At least six teams are expected to leave their regional sports network, Main Street Sports, and join Major League Baseball, essentially shedding their once-lucrative local-media contracts, sources told ESPN on Monday. More are expected to follow.
The Milwaukee Brewers, Miami Marlins, Kansas City Royals, St. Louis Cardinals, Cincinnati Reds and Tampa Bay Rays have decided they will partner with MLB, which will produce their games for the 2026 season and beyond. The Cardinals, Royals and Brewers have formally announced the transition.
The Atlanta Braves, Los Angeles Angels and Detroit Tigers, the remaining baseball teams in Main Street Sports' portfolio, have yet to announce their plans, though a report from Sports Business Journal said the Angels and Tigers will also join MLB. In a statement, the Braves said they are "well on our way towards launching a new era in Braves broadcasting," adding that they will be "sharing our path forward in the coming weeks."
On Jan. 8, all nine of Main Street Sports' baseball teams terminated their contracts as the company scrambled to find a buyer while in the midst of more financial turmoil -- just one year after it emerged from a lengthy bankruptcy proceeding. Those teams promised to continue negotiating with the company but, with spring training approaching, gave them until the end of the month to resolve its situation. The departures seem to indicate that the RSN provider might be headed toward a liquidation, though previous reports stated it would continue to broadcast NBA and NHL games through the end of those leagues' seasons.
Main Street, which broadcasts its games under the name FanDuel Sports, began the year with 29 NBA, NHL and MLB teams in its portfolio.
"FanDuel Sports Network is continuing to broadcast NBA and NHL games, and we appreciate the leagues' engagement in ongoing discussions on our go-forward plans," a spokesperson for Main Street Sports wrote in a statement. "We appreciate the relationships we have had with these MLB partners and their fans over many years, and we wish them the best."

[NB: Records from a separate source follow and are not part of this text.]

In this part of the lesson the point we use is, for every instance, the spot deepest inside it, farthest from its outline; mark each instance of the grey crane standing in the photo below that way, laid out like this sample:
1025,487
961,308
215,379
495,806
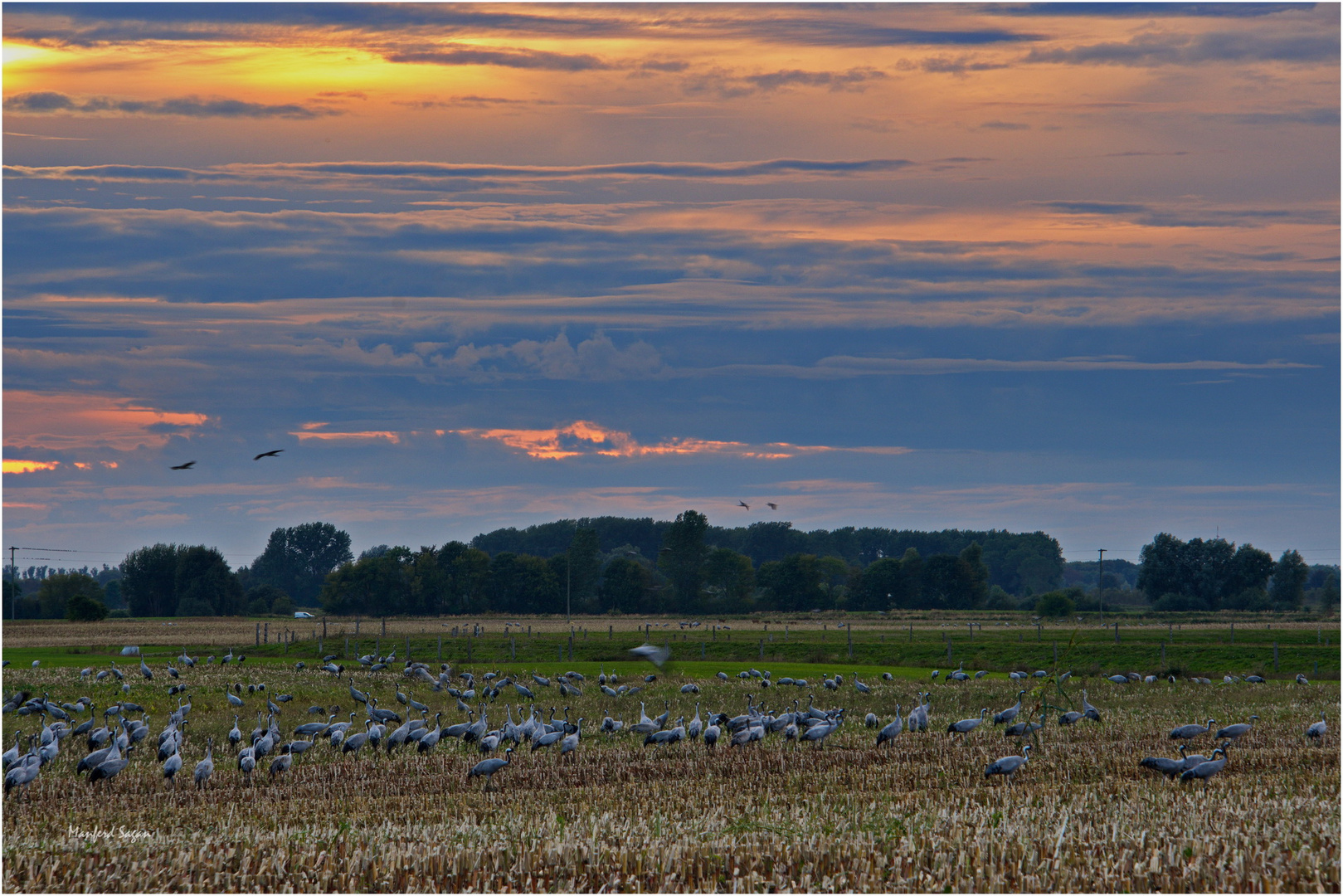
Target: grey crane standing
1008,765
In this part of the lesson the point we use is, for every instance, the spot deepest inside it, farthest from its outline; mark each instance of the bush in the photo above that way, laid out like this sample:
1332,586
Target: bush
86,609
1056,603
1180,603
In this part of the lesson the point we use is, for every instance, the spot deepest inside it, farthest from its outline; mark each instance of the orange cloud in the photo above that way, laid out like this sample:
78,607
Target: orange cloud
30,466
71,421
583,438
333,437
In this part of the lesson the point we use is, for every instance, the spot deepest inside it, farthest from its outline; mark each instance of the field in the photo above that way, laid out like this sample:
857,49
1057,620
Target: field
916,815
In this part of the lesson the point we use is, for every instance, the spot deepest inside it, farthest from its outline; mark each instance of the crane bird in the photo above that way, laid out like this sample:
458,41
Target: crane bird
1010,712
654,655
571,742
1234,733
966,726
891,730
1318,730
486,767
1206,770
206,767
1169,767
1008,765
1186,733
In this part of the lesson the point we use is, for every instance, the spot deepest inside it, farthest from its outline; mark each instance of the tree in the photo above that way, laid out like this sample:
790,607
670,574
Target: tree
583,562
728,582
626,586
1290,578
84,607
203,577
149,581
58,590
794,583
299,559
683,557
1054,603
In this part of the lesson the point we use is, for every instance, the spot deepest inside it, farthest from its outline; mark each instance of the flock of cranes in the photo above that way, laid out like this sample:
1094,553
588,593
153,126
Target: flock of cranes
112,743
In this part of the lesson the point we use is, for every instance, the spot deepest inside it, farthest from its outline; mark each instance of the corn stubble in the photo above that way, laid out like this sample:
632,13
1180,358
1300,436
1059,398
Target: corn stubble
915,816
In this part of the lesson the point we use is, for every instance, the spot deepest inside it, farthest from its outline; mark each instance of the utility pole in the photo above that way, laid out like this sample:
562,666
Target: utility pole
1100,579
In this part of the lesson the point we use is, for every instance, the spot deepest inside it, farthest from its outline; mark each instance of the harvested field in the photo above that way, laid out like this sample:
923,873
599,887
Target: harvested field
916,815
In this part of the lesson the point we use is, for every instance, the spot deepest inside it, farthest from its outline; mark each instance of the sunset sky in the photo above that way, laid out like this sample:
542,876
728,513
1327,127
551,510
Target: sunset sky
1015,266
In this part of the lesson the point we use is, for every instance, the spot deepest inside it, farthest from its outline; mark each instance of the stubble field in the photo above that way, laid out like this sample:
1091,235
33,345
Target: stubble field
915,815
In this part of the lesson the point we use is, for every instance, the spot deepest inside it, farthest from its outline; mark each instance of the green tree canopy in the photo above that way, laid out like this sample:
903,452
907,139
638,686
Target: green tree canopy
1290,577
58,590
299,559
683,557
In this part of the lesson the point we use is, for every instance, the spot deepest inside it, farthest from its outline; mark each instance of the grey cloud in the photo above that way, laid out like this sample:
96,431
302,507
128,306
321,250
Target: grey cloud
850,80
49,101
1190,217
1191,50
509,58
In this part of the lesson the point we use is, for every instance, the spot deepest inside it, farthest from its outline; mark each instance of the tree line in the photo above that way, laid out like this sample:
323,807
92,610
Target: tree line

MLB -- which hopes to possess the local rights for all 30 of its teams by the end of 2028 and sell them as a national package, a process that would help to eliminate blackouts -- also holds the rights to the Arizona Diamondbacks, San Diego Padres, Cleveland Guardians, Colorado Rockies, Minnesota Twins, Seattle Mariners and Washington Nationals.
Two years ago, MLB installed a local-media department to handle RSN turmoil in the wake of massive cord-cutting rates throughout the country. Under that scenario, MLB broadcasts games, negotiates cable and satellite distribution agreements, generates advertising revenue and makes local streaming available through MLB.tv -- owned by ESPN under a new media-rights agreement -- for teams that fall off their local-media contracts.
That arrangement, though, does not come close to matching the value generated from traditional cable deals, which account for 20% to 30% of team revenues and are basically valuable they're a source of fixed, reliable income. The potential loss of that revenue for nine additional teams could have a major impact on spending in the near future, further exacerbating payroll-disparity concerns as the linear-cable model continues to crumble.
In 2024, MLB and the MLB Players Association agreed to use some of the money generated from luxury tax overages to help fund teams that took local-media losses up to $15 million. That, however, was only a one-time occurrence.
Main Street was once Diamond Sports Group, a subsidiary of Sinclair that took on nearly $9 billion of debt to purchase 21 regional channels from Fox, pushing it into bankruptcy in March 2023. Twenty-two months later -- after several missed payments, continual angst, bitter court battles and a three-month period in which Comcast pulled its channels off the air -- the company emerged from bankruptcy.
By Jan. 2, 2025, the company had secured a new naming-rights deal, retained a robust portfolio across three leagues and signed a commercial agreement with Amazon. There was hope for sustained operations -- and those did not last even a whole year. Sports Business Journal reported in late December that Main Street Sports had missed a payment to the Cardinals and that it was pitching a last-ditch sale to the streaming and entertainment platform DAZN in order to save its business.
That deal with DAZN eventually disintegrated. More missed payments followed, prompting all MLB teams to shed their previous deals. Another investor seemingly has not emerged.
Main Street Sports currently owns local rights for the NBA's Atlanta Hawks, Miami Heat, Oklahoma City Thunder, Cleveland Cavaliers, Indiana Pacers, Detroit Pistons, Minnesota Timberwolves, Orlando Magic, Milwaukee Bucks, San Antonio Spurs, LA Clippers and Memphis Grizzlies. In the NHL, the Minnesota Wild, Nashville Predators, Detroit Red Wings, Los Angeles Kings, Carolina Hurricanes, Columbus Blue Jackets and St. Louis Blues.